Slow down, but not stop, serving pages to bot that doesn't respect robots.txt delay

Hi all.

I want to differentiate the nginx awesome rate limiting for requests, in
order to enforce bots to respect my directives (but not to block them):

so i created these limit_req_zone:

limit_req_zone $binary_remote_addr zone=antiddosspider:1m rate=1r/m;
limit_req_zone $binary_remote_addr zone=antiddosphp:1m rate=1r/s;
limit_req_zone $binary_remote_addr zone=antiddosstatic:1m rate=10r/s;

Now, i ask, is it possible to configure something like this?

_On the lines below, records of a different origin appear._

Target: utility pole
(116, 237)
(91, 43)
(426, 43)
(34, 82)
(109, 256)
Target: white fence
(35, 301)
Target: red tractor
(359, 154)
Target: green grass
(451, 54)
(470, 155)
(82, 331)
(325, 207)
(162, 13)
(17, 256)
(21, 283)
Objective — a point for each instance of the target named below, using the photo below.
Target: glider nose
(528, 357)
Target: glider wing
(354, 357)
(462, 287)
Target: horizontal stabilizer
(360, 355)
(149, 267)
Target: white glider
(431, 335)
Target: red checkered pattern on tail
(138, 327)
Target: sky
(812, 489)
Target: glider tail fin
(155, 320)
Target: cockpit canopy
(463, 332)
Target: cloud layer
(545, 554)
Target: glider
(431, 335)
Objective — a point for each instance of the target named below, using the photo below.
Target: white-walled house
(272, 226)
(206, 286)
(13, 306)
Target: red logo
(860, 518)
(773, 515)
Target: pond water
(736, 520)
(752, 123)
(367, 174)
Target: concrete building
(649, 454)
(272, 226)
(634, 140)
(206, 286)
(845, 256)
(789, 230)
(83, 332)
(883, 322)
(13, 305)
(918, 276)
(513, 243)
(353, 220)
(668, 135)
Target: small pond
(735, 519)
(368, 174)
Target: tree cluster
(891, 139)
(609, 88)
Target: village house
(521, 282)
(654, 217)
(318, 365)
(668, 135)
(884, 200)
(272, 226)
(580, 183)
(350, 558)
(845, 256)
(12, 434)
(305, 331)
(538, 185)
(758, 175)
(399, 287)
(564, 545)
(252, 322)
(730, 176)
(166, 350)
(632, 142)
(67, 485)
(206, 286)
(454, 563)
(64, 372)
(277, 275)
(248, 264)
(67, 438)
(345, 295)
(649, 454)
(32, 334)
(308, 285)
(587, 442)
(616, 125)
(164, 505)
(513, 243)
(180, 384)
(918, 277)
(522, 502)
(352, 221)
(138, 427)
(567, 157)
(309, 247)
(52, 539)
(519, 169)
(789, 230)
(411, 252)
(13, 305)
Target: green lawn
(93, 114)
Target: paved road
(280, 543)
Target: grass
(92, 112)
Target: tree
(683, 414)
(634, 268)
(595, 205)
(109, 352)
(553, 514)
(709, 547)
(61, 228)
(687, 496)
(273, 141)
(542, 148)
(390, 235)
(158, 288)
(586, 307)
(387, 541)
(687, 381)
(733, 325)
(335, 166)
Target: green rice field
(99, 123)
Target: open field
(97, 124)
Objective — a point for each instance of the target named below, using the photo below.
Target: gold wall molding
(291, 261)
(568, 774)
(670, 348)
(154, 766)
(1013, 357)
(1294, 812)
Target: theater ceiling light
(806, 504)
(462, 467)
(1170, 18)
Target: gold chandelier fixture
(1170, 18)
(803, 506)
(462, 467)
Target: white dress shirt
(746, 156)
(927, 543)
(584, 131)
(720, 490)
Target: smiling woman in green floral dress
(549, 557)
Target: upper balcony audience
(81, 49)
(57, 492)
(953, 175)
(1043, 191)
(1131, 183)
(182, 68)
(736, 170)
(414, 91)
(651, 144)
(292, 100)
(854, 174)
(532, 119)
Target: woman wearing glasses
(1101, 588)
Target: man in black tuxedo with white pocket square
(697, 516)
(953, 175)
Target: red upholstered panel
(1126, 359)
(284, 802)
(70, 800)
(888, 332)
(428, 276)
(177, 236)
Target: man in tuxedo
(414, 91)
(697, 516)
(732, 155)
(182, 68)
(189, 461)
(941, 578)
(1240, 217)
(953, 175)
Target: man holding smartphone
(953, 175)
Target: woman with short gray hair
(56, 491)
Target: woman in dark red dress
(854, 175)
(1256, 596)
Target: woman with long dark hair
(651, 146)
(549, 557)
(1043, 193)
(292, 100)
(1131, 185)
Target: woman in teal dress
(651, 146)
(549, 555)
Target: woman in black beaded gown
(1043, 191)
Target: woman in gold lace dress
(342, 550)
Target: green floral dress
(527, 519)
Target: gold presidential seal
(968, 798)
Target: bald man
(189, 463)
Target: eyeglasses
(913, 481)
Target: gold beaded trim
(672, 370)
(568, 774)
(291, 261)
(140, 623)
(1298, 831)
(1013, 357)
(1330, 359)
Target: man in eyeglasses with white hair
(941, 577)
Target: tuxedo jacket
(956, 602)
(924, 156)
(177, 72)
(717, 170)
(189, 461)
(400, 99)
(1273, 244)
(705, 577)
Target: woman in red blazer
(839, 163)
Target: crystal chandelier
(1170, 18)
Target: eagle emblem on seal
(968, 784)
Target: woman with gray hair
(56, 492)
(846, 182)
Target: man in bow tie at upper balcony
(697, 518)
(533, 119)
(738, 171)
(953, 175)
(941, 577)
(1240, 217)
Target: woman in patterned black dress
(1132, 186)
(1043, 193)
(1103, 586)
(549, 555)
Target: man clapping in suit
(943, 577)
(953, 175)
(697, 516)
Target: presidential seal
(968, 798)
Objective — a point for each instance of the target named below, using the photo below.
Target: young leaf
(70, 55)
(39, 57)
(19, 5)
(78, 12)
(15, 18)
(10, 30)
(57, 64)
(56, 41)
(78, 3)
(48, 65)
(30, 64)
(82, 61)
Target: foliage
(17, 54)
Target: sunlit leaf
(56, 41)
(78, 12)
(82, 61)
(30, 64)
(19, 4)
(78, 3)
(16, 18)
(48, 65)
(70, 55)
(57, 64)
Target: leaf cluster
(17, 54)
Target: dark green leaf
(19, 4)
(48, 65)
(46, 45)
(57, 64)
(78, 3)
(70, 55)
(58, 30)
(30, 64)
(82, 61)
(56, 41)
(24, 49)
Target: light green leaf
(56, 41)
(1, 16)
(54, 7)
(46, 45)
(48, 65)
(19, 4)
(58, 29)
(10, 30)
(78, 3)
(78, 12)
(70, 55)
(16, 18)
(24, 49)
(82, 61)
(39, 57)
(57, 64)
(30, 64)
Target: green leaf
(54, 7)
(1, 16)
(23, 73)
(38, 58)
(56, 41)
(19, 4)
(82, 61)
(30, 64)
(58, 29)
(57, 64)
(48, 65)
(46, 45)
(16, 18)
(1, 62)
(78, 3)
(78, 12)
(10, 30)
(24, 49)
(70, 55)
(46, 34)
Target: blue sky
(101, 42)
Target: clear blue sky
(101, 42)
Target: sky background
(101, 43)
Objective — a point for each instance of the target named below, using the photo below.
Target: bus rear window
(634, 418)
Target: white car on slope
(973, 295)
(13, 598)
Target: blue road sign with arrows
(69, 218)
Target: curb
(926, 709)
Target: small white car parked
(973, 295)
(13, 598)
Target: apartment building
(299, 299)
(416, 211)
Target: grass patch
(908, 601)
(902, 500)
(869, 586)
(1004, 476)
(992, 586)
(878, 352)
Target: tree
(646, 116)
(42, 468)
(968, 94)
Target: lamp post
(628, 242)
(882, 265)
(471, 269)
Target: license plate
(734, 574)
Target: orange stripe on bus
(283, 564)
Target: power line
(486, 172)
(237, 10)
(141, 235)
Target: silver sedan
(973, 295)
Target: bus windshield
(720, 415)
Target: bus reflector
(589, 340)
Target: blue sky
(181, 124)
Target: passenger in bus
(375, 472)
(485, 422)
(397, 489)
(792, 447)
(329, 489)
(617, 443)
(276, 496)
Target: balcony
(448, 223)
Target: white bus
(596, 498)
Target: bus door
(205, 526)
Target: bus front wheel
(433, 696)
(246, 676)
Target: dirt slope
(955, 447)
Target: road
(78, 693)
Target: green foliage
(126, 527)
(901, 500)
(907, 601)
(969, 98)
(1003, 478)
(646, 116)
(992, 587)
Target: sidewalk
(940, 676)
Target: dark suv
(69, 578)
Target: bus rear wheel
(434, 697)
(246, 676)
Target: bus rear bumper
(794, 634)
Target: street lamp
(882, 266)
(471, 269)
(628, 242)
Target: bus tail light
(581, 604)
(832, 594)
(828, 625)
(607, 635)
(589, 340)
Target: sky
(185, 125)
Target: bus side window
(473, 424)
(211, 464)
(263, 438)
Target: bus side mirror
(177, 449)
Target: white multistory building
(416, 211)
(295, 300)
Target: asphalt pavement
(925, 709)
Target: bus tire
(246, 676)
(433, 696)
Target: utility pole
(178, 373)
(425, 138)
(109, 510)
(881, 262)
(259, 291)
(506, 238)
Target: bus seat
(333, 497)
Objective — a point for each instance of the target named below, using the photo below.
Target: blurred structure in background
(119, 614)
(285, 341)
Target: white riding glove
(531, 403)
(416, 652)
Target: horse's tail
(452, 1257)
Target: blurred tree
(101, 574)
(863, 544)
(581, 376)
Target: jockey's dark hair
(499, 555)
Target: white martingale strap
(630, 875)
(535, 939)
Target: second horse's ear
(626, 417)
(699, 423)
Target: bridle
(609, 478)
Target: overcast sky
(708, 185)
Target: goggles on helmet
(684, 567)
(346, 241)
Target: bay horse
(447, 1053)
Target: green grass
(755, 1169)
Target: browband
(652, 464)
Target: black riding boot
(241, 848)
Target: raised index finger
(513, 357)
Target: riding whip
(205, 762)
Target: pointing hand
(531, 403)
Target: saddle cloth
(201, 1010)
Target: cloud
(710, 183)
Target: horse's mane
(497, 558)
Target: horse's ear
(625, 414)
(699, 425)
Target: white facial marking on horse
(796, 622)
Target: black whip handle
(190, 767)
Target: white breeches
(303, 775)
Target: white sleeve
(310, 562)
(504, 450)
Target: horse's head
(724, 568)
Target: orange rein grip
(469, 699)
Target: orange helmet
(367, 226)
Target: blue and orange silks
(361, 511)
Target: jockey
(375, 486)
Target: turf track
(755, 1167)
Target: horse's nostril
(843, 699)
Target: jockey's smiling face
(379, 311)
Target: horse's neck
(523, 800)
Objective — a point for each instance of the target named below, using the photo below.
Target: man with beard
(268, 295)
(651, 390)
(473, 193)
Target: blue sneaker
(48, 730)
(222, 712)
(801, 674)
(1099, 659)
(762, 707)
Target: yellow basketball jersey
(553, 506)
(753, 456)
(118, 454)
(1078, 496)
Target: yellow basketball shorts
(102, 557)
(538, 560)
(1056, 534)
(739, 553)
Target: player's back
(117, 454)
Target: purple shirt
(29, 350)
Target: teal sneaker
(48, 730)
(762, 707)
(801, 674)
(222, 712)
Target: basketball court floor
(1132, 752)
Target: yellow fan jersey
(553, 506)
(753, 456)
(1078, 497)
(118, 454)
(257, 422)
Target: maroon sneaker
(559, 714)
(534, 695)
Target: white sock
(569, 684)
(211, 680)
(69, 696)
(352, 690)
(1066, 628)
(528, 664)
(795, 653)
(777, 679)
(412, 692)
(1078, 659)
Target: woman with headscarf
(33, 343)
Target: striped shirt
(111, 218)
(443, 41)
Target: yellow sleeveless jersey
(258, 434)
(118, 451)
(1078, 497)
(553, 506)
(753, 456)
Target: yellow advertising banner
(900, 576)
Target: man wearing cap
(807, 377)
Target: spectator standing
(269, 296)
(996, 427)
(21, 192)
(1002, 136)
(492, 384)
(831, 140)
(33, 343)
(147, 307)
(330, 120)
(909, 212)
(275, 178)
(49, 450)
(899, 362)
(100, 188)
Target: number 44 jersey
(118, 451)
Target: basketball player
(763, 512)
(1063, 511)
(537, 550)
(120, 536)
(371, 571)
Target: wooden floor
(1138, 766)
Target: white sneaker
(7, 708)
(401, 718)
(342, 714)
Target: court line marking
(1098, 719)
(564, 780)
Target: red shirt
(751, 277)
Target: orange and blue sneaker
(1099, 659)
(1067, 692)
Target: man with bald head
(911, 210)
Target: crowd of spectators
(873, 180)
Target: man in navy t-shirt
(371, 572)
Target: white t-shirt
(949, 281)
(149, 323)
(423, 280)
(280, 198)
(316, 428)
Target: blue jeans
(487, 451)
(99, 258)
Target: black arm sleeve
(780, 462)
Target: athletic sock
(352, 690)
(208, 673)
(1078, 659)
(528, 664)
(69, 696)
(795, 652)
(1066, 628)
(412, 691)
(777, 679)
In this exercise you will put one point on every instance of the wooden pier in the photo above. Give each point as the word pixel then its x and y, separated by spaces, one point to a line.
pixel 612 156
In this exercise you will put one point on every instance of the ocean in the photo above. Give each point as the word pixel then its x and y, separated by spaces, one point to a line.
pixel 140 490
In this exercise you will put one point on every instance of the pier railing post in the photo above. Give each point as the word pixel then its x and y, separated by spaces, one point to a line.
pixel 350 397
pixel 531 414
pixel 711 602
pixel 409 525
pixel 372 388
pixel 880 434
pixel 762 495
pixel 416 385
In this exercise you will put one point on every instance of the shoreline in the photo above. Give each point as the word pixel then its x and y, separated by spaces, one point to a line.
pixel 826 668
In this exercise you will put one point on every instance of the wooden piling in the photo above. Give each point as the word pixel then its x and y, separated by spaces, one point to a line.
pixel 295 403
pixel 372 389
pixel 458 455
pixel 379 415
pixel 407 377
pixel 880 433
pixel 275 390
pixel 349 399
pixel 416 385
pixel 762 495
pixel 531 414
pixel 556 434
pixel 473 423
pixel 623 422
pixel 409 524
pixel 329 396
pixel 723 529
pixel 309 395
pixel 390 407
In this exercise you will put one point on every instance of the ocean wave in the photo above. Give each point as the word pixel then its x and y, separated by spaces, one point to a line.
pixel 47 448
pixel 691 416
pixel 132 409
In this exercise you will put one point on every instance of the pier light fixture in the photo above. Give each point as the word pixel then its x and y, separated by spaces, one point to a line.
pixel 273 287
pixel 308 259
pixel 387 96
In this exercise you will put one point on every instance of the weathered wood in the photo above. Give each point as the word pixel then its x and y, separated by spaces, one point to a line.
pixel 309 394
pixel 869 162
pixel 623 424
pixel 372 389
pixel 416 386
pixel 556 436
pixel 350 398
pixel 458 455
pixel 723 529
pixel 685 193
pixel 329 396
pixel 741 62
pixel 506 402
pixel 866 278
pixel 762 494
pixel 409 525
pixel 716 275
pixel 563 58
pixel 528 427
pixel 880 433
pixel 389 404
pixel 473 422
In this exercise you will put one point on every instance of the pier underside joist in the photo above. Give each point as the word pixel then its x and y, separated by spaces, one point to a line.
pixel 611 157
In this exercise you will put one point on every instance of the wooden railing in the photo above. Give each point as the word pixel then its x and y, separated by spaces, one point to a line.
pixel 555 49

if ( $http_user_agent ~* (?:bot|spider) ) {
limit_req zone=antiddosspider burst=1;
}

location / {
            limit_req zone=antiddosphp burst=100;
            proxy_pass http://localhost:8181;
            include /etc/nginx/proxy.conf;
        }

I don’t know many spider that are crawling my site, but i don’t wanna
lose the possibility to be indexed if they are not malware! …But 1
page for minute please :wink:

Best regards,
Stefano

Posted at Nginx Forum:

with this conf i get:
Testing nginx configuration: [emerg]: “limit_req” directive is not
allowed here in /etc/nginx/sites-enabled/default:52

Posted at Nginx Forum:

I dont believe you can use limi_req within an if statement. You might
have
to rewire the if to a different location and then apply the rule:

Example:

if ( $http_user_agent ~* (?:bot|spider) ) {
error_page 403 = @bots;
return 403;
}

location @bots {
limit_req zone=antiddosspider burst=1;
}

GL.

Rami

Thank you, but i want to serve the real content to the bot not an error
page.

Is this possible?

Posted at Nginx Forum:

What’s this @ thing mean?

@location is a named location. Named locations preserve $uri as it was
before entering such location. They were introduced in 0.6.6 and can be
reached only via
error_pagehttp://wiki.nginx.org/NginxHttpCoreModule#error_page
, post_action
http://wiki.nginx.org/NginxHttpCoreModule#post_action(since
0.6.26) and try_files
http://wiki.nginx.org/NginxHttpCoreModule#try_files (since
0.7.27, backported to 0.6.36)."

Essentially, you can still server any content you want using that
syntax, it
is just a way to redirect nginx without rewriting the $uri.